Ditching your hefty cable bill sounds great on paper, but one glaring issue has prevented scads of would-be cord cutters from flipping the all-digital switch: The lack of live sports. While Netflix, Amazon Prime, Hulu, and their ilk carry a cornucopia of TV shows and movies, none cast live sports, and the scant few streaming options offered directly by professional sports leagues tend to be expensive and limited to a handful of devices. And the NFL--the most popular sport in the U.S.--is the worst of the bunch.
The streaming service that broadcasters love to hate recently expanded to the Boston area --including southern New Hampshire, my stomping grounds--as part of a nationwide expansion push. With Aereo, you can stream local broadcast stations such as FOX and CBS to your Internet-equipped devices in real-time, and the $8 monthly fee includes DVR capabilities and a channel guide.
The vast majority of NFL games (and more than a few NHL, NBA, and MLB games) air on channels broadcast over the open air, making Aereo a potential cornerstone to the cord cutting strategy, or at least a low-cost way to catch live football on your mobile devices.
So just before the Patriots kicked off at 1 P.M. E.T. Sunday, I signed up for the service with the hopes of using it to scratch my football itch. (I'm a cord cutter who can't easily place an antenna at my new house.) The final score: Aereo wasn't quite ready for football, but it came pretty close.
NFL on Aereo
When Aereo worked, it worked gloriously. Comcast's 20Mbps residential Internet service had no problems handling Aereo's gorgeous 720p "high" video feed, and there was nary a stutter to take you out of the game. You could easily forget you were streaming a video rather than watching a direct broadcast of the game.
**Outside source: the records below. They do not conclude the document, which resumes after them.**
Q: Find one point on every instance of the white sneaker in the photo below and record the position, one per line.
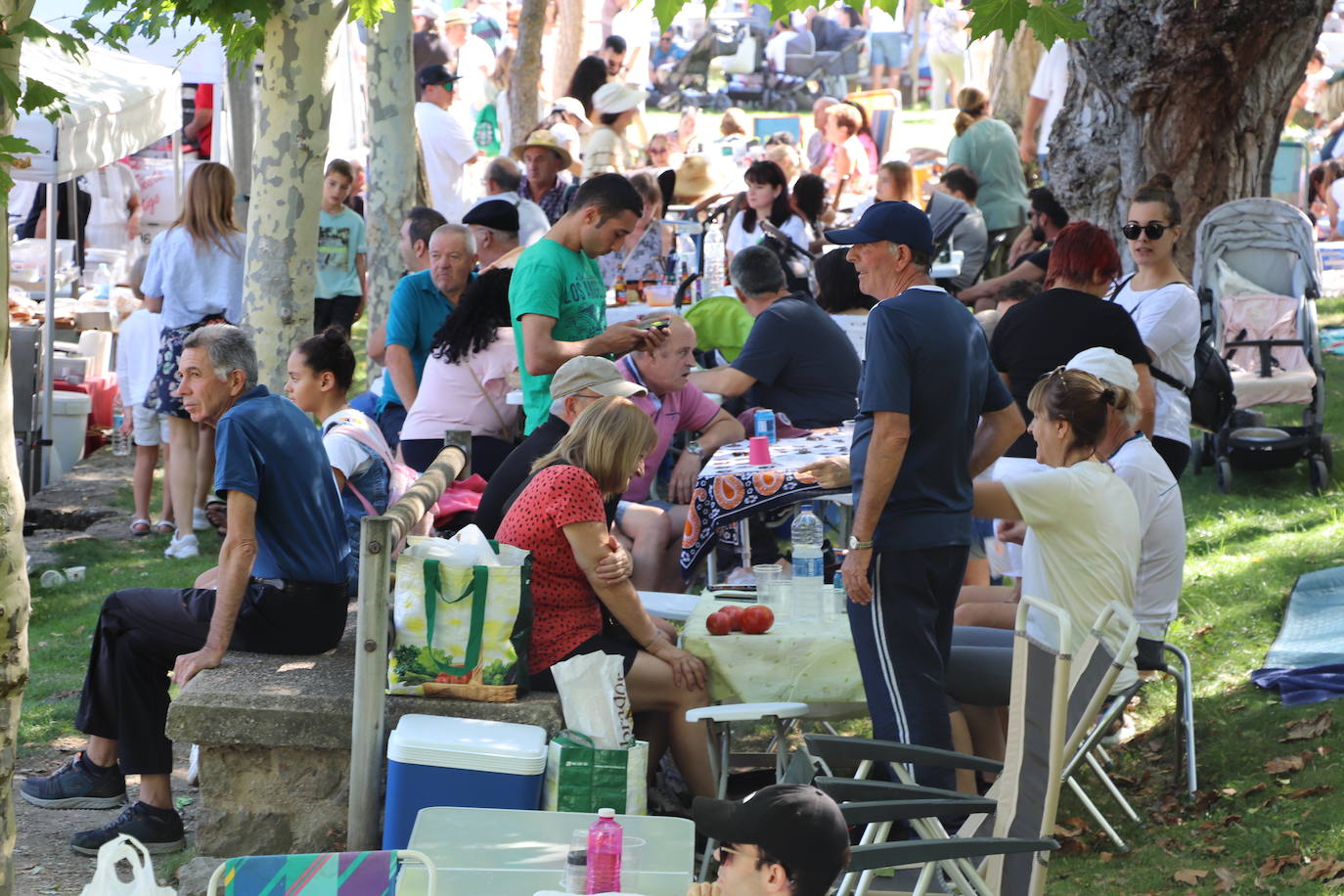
(182, 548)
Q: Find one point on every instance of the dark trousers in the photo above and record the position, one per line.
(337, 310)
(904, 640)
(1175, 453)
(390, 421)
(140, 634)
(487, 453)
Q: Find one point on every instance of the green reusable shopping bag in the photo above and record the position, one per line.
(584, 778)
(461, 632)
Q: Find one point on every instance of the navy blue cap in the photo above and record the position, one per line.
(895, 222)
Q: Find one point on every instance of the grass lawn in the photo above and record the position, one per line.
(1245, 553)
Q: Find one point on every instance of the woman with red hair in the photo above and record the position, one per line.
(1043, 332)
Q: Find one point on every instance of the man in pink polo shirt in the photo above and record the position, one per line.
(675, 406)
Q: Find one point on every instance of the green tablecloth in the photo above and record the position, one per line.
(807, 662)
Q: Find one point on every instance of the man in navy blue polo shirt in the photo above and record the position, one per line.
(931, 414)
(281, 586)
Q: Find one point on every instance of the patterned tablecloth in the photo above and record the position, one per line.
(809, 662)
(732, 489)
At least until the second quarter kicked off.
While the first quarter of Sunday's games streamed flawlessly, things got hairy after about 45 minutes. For about an hour, Aereo's live stream stopped to buffer every 30 seconds or so, rendering the entire second quarter and part of the third quarter virtually unwatchable. Halfway through the third quarter, the issues cleared up, and the rest of that game--as well as the afternoon Packers vs. 49ers game and the late-night Cowboys vs. Giants game--streamed without a hitch.
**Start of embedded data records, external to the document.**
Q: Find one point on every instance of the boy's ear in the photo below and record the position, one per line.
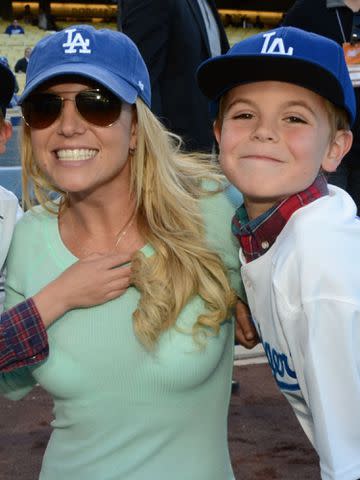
(338, 148)
(217, 130)
(5, 134)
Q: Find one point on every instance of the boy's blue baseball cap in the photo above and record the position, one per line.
(105, 56)
(284, 54)
(7, 84)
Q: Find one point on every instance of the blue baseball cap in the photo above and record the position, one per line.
(106, 56)
(7, 84)
(285, 54)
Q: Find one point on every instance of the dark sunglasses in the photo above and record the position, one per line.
(97, 107)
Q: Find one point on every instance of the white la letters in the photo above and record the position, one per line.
(276, 46)
(75, 43)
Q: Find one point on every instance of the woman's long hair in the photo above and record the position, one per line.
(167, 186)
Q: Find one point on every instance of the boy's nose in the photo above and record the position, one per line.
(264, 132)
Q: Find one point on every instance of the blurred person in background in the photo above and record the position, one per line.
(174, 37)
(21, 64)
(14, 28)
(340, 21)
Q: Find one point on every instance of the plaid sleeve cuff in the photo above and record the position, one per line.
(23, 338)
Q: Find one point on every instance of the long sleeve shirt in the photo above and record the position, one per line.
(23, 338)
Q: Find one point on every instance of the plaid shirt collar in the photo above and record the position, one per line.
(258, 235)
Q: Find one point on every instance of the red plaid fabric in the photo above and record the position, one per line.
(23, 338)
(257, 236)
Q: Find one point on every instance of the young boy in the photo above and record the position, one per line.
(284, 104)
(91, 281)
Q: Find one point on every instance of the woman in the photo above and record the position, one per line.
(144, 380)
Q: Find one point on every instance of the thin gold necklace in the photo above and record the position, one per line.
(118, 238)
(124, 230)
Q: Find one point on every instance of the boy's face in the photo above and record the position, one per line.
(274, 138)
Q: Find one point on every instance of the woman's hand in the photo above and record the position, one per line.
(90, 281)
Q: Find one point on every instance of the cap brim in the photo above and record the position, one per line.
(117, 85)
(218, 75)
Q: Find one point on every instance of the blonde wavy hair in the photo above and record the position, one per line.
(167, 186)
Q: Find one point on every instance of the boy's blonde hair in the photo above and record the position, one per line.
(167, 186)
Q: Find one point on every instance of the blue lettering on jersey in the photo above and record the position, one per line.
(280, 368)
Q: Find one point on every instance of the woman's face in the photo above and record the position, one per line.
(79, 157)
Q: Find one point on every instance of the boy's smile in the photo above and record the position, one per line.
(274, 137)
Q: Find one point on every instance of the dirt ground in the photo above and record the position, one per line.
(266, 443)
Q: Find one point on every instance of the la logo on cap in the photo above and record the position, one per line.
(76, 43)
(276, 45)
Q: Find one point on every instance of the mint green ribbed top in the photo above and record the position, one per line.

Missing the entire second quarter of my team's first game of the season was a major bummer, though, and I wasn't the only one suffering.
Here's what Virginia Lam, Aereo's VP of communications, had to say:
I spoke with our engineers and it looks like we had a significant surge of demand over the weekend, which caused some of the issues you experienced with the "stream not found" issue and variable stream quality. We are adding capacity, which will resolve these issues in the future... In the future, once we've brought on board additional capacity, you shouldn't be seeing these types of issues .
In other words, I wasn't the only one tuning in to the Pats game on Aereo--and I probably wasn't the only one who signed up for the service at the 11th hour for just that reason. Lam wouldn't directly attribute the surge to the NFL season's kickoff, but c'mon now.
I stumbled across a few more minor quibbles Sunday. First and foremost, while Aereo works just fine on PCs, iOS devices, Roku, and Apple TV, it doesn't play nice with Android yet, which put the kibosh on my attempt to stream the game on my Nexus 7 while I was outside barbecuing with the family. Aereo promises that Android support is coming, though; if it's crucial to you, you may want to hold off subscribing for now.
When it does land, the ability to play live NFL games on my phone and tablet will be nothing short of wonderful. Apple devotees can already do so.
Another minor issue: The games stopped streaming at their scheduled hour, even if they weren't done. Lam told me that Aereo doesn't offer "continuous streaming"--instead, you tune in to a specific program when you press "Watch." Since the Pats game was scheduled to end at 4 P.M. E.T., the stream ended at 4 P.M. sharp.
Restarting the feed was as simple as selecting the show that was supposed to be airing at that time. The game started right back up. Fortunately, Lam says Aereo is currently working on a solution to offer continuous viewing, as super-duper minor as the irritation is.
A solid contender
Aereo isn't ready for NFL prime time just yet, but it's on the brink of being a cord-cutting star.
The service held up admirably enough that I plan to leave my subscription intact. Aside from the stuttering during the initial half of the first Pats game of the new NFL season--no doubt a time of extreme volume for service, which is still in the fledgling stages in the Boston area--it has worked flawlessly. Aereo tackled most of the day with complete confidence, streaming live NFL games in high-definition without a hitch. Monday morning TV was just as sterling.
The buffering issues in the second quarter were severe enough to send the pigskin fans in my house into fits, though. If you're a hardcore football buff, you probably shouldn't rely on Aereo to reliably deliver your home team's big games until that extra infrastructure capacity is added.
But beyond that, the promise of live streaming sports (without breaking your budget) is finally here! I'm already sold on Aereo, and once the service beefs up its backbone and adds Android compatibility, it has all the makings of a true All-Pro.